Al-Ahli, empatado con Al-Nassr como segundo club del Reino con más representantes, colocó nueve jugadores en el torneo. Uno de ellos, el delantero Ivan Toney, regresó con una medalla histórica: el bronce con Inglaterra. Un logro que refuerza el valor de mercado del ariete y, por extensión, el del propio club saudí que lo tiene bajo contrato.

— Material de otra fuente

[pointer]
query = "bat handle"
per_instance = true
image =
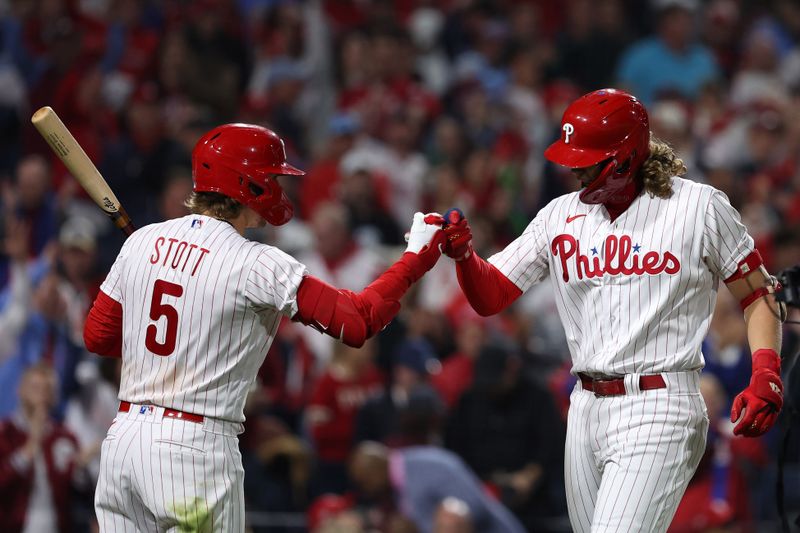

Al-Qadisiyah, por su parte, envió a seis futbolistas y encontró en su estrella mexicana Julián Quiñones a uno de los grandes beneficiados del escaparate mundialista. Cuatro goles y una asistencia decisiva en cinco partidos. Un rendimiento que no solo eleva su estatus en la selección, también multiplica su peso dentro del proyecto del club.

Un escaparate global… a medias

El Mundial 2026 deja una conclusión clara para la Roshn League: el campeonato ya juega en la mesa grande del fútbol de selecciones, pero todavía mira de lejos la foto final de los campeones. Tiene presencia, tiene nombres, tiene influencia económica. Le falta el sello definitivo.

La próxima gran cita internacional volverá a abrir el mercado, las agendas y las ambiciones. Los clubes saudíes ya saben que pueden llenar un Mundial de sus jugadores. La pregunta es otra: ¿serán capaces de atar, esta vez sí, al próximo campeón del mundo antes de que levante el trofeo?